PROVIDENCE, R.I. (WPRI) — Rhode Island’s vaccine mandate for health care employees at state-licensed facilities went into effect Friday morning.

The impacts of employees not complying, and subsequently getting terminated, may have ripple effects inside hospitals.

“We are just asking our community, particularly around our emergency department services for individuals who have early signs of not feeling well, to reach out to their primary care providers, before their condition escalates to need emergency level service,” Dr. Cathy Duquette, Lifespan executive vice president of quality and safety said.

In a statement Friday, Care New England said their health care workforce is 100% compliant with the vaccine mandate.

President and CEO of Care New England James Fanale said in anticipation of the vaccine deadline, they held numerous vaccination clinics, educational seminars, town halls, and other meetings to provide ample opportunity for their workers to get vaccinated, as well as answer any questions anyone may have had.

“As healthcare workers, it is our responsibility to provide an environment that is safe for all patients seeking treatment at our hospitals, as well as our staff,” Fanale said. “We understand that receiving a vaccination is a personal choice, which we respect.
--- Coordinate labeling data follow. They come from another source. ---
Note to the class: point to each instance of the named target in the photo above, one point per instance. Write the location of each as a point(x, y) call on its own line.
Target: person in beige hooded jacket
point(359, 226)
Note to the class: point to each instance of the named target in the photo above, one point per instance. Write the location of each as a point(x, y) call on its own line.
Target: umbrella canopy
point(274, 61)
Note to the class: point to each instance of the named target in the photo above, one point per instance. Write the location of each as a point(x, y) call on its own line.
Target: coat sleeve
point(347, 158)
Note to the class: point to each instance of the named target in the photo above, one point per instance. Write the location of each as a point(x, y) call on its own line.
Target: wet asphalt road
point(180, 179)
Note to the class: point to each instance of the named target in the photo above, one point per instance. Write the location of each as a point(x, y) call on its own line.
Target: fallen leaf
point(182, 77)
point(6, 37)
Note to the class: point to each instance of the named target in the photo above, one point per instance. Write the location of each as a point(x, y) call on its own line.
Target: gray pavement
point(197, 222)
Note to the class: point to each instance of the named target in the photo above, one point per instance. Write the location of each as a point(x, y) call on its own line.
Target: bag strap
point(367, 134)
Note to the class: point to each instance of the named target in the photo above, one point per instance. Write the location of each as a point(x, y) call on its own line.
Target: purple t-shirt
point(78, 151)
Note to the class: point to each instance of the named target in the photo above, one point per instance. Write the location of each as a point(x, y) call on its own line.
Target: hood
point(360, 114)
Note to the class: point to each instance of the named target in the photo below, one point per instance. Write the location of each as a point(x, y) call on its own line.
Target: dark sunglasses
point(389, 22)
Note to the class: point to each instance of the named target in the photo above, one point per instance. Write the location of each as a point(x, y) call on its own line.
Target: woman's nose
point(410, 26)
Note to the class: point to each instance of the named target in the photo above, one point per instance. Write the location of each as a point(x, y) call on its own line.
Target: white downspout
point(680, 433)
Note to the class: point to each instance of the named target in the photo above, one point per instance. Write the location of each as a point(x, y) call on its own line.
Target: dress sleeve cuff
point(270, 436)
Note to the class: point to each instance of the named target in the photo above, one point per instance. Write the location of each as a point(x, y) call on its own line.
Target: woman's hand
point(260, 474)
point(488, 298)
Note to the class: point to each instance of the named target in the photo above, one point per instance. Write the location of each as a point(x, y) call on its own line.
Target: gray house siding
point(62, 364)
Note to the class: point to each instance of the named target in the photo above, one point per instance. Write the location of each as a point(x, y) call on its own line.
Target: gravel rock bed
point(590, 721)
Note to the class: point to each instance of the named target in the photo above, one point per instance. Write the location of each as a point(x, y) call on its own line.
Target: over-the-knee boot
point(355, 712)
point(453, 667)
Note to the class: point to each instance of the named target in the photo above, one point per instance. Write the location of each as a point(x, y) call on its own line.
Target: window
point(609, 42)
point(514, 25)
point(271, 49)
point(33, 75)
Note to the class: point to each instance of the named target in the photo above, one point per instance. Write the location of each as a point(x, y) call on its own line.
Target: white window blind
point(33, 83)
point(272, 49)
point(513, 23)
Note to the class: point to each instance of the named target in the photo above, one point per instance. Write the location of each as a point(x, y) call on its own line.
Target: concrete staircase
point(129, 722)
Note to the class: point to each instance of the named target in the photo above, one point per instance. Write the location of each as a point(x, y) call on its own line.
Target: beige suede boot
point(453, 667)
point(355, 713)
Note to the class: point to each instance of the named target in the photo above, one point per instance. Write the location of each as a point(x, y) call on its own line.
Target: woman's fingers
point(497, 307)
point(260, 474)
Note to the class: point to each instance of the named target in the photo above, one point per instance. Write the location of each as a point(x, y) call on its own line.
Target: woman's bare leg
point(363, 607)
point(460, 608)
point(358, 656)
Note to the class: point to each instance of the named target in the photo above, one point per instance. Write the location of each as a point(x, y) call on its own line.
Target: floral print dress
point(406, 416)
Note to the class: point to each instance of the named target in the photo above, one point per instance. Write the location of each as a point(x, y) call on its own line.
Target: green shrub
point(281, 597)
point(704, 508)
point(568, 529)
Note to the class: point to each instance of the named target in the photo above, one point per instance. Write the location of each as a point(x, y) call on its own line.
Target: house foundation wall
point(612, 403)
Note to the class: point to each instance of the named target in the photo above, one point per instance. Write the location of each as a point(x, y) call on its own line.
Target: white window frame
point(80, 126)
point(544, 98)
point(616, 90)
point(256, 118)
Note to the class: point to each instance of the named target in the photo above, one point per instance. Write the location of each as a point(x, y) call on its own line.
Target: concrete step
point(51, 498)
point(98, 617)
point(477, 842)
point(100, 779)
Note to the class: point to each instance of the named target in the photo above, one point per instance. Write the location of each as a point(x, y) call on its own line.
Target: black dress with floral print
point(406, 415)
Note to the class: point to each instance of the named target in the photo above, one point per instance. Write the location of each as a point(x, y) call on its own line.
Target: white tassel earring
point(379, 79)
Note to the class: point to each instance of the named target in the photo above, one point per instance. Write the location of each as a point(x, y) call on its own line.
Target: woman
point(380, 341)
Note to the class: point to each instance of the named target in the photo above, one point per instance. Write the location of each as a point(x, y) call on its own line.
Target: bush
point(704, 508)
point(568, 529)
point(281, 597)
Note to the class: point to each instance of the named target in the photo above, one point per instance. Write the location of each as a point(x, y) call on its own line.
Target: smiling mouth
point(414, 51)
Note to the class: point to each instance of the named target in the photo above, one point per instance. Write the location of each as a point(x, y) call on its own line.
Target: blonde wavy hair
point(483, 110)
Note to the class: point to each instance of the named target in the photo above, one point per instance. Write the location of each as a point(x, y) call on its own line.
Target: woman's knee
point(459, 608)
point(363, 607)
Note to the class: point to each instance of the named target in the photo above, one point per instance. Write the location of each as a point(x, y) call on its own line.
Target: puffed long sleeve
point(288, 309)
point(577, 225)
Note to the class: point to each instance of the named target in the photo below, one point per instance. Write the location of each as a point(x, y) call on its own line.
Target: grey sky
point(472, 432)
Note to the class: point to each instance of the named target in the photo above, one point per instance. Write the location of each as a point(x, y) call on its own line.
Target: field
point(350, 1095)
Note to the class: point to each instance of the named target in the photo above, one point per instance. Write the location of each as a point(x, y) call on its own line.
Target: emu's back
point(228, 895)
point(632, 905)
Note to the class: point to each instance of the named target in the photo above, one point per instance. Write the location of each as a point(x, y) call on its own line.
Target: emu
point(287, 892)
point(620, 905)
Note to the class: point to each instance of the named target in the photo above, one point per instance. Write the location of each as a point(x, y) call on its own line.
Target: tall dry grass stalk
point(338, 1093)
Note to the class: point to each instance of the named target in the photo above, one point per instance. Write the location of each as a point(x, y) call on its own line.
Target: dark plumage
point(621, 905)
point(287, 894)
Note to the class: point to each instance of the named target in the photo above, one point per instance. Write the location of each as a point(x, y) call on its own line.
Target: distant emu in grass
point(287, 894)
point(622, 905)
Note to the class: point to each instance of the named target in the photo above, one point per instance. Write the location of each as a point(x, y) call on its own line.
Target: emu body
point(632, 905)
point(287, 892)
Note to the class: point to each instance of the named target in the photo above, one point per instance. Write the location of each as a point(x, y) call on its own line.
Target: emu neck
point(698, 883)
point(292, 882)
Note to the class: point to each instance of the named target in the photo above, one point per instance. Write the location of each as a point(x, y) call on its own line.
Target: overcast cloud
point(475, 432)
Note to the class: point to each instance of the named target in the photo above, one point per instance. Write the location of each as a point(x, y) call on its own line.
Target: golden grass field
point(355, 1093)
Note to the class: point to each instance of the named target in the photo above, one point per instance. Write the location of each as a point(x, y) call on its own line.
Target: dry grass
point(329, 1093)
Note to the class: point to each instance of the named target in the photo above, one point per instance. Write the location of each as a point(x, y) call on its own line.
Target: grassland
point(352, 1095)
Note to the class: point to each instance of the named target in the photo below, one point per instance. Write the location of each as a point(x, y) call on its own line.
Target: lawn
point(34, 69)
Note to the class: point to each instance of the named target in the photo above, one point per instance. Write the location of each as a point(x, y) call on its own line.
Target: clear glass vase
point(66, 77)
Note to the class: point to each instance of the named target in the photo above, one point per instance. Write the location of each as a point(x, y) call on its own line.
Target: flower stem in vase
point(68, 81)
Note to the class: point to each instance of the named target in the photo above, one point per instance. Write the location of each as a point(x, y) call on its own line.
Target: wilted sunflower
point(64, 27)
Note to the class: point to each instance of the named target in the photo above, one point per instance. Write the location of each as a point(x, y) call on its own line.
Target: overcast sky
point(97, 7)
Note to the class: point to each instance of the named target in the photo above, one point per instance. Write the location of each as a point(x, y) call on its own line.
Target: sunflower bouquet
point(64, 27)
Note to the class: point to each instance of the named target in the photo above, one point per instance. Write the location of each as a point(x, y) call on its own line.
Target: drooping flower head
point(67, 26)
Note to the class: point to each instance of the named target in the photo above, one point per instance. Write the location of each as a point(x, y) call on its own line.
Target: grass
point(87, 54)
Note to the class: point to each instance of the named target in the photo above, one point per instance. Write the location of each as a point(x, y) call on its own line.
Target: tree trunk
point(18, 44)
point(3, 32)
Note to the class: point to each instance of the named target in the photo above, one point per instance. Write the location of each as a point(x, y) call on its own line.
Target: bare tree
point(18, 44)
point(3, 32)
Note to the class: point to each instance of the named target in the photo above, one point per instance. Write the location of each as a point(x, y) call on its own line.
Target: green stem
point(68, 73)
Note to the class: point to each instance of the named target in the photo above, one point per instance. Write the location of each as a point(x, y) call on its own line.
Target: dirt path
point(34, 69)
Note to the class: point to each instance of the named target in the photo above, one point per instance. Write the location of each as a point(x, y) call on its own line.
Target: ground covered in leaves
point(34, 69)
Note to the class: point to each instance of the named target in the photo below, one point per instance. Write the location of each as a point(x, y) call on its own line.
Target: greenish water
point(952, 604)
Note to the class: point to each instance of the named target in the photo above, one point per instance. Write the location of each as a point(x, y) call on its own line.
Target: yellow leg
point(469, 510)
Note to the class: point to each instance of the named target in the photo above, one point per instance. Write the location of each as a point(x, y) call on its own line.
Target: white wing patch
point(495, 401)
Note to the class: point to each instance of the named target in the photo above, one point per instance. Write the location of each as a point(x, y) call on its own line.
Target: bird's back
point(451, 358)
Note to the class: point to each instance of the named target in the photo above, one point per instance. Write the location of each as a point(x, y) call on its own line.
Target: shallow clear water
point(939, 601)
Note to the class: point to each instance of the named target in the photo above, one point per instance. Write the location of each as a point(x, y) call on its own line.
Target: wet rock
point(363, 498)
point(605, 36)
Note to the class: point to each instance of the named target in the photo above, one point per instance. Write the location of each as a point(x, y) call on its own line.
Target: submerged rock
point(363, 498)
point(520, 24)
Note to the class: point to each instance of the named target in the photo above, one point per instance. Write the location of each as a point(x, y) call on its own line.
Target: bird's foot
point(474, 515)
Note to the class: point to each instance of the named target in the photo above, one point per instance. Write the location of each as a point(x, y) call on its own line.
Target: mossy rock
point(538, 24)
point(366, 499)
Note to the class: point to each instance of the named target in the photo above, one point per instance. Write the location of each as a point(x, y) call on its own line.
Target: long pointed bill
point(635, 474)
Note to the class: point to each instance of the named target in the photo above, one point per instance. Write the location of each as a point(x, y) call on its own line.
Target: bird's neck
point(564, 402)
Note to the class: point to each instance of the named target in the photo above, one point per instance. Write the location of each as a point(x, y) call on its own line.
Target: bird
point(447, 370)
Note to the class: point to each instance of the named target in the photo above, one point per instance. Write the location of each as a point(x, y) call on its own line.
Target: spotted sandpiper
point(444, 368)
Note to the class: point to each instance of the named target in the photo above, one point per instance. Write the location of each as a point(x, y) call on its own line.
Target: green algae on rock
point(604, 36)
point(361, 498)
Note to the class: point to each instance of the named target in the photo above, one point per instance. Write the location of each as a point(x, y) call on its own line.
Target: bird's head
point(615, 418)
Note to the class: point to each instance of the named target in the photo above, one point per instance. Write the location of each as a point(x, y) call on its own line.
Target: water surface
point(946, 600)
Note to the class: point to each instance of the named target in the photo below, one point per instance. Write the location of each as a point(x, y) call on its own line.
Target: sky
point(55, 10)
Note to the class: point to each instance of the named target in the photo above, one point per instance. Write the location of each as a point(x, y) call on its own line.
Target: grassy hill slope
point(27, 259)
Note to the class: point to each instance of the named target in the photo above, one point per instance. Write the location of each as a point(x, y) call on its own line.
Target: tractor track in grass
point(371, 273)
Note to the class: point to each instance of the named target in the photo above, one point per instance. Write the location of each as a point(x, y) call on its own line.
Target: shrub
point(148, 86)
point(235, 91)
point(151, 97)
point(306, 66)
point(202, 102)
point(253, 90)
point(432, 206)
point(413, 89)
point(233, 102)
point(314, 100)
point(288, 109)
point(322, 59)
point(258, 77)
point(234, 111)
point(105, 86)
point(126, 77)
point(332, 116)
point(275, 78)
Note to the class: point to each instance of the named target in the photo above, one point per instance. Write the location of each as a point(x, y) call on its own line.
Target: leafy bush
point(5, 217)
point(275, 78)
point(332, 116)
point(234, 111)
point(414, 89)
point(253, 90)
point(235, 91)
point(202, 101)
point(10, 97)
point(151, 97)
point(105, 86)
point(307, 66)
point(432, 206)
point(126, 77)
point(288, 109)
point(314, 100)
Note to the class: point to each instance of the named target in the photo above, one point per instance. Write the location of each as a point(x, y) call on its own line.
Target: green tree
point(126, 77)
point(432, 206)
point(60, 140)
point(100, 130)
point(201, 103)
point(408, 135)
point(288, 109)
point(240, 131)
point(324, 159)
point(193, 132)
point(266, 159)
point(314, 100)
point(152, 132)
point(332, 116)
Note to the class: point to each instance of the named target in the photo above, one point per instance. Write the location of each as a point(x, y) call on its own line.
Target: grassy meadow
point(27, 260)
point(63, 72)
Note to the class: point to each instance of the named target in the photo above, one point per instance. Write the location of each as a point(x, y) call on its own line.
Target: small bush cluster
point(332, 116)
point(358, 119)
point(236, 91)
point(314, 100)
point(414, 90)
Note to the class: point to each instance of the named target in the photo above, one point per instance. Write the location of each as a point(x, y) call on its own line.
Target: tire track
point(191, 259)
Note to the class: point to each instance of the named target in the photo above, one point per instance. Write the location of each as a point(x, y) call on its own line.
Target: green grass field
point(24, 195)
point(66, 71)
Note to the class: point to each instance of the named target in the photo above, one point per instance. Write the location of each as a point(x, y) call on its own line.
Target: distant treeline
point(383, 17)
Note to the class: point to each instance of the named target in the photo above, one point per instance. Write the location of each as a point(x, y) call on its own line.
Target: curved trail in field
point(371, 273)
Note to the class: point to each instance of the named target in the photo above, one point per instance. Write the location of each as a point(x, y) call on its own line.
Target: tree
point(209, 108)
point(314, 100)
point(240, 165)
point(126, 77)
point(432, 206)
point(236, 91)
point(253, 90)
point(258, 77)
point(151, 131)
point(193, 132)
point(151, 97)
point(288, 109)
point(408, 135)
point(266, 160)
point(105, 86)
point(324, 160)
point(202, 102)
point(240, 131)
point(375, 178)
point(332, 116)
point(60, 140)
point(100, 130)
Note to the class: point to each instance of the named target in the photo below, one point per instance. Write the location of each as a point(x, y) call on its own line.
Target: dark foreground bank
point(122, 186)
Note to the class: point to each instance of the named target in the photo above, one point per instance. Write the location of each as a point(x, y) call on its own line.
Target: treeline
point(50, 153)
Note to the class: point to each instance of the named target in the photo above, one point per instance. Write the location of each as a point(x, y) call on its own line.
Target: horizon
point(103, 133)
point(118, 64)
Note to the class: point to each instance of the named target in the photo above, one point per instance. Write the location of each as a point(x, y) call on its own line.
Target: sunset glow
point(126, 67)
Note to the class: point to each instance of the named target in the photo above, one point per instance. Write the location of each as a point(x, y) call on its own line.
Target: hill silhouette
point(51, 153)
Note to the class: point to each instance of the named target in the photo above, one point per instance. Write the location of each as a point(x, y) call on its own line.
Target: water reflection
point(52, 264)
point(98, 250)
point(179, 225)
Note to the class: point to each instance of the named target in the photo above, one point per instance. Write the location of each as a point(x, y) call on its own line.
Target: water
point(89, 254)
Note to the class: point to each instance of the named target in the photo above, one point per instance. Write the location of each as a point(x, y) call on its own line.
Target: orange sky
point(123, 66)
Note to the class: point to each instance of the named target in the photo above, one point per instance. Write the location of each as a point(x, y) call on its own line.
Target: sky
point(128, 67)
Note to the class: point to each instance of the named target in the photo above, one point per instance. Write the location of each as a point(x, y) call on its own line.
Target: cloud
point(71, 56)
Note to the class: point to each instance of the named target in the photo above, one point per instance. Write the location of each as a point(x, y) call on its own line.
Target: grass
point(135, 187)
Healthcare workers who were not vaccinated [before Friday] are not allowed to work at any Care New England hospital, in order to preserve our commitment to world-class care for our patients, and to protect staff.”

Fanale said contingency plans are currently in place to accommodate any temporary staffing shortages.

Lifespan told 12 News that 97% of its workers are vaccinated, and Care New England said earlier this week at least 95% of its workers are immunized.

Attempts to block the vaccine mandate failed in separate court proceedings this week, filed by a group of firefighters unions who claimed the mandate was unconstitutional, then by a group of health care workers who argued there was no religious exemption.

Four Women & Infants employees that spoke to 12 News, for example, said they won’t get the vaccine for religious reasons, and mask-wearing and twice-weekly COVID testing should be sufficient.

The four women are standing their ground when it comes to getting vaccinated, all agreeing that nothing would change their minds, even keeping their jobs.

“I worked through this pandemic, keeping myself, my family, and my patients safe, and I was blessed with my immune system given by God, and I do not want to alter that at all,” Registered Nurse Desiree Desvergnes said. “If I made it through this far, I will continue to take that risk.”

They’re not the only health care workers frustrated with the mandate. Dozens of unvaccinated health care professionals flocked to the State House Friday afternoon to protest the requirement.

“It’s definitely unfair to mandate one group of people, who have been working their butts off for 20 months taking care of the elderly and the sick in the hospital setting, to get the shot,” CNA Paul Rianna.

Rianna, who organized the rally, believes the mandate is discriminatory.

“I feel like it should be my body, my choice, but it’s also against my religious beliefs,” he said.

When asked which religion he follows, Rianna said he wants to keep that personal. Now without a job, he’s worried he won’t be able to make ends meet.

“If you’re vaccinated and it protects you, you shouldn’t worry about who’s unvaccinated,” he said.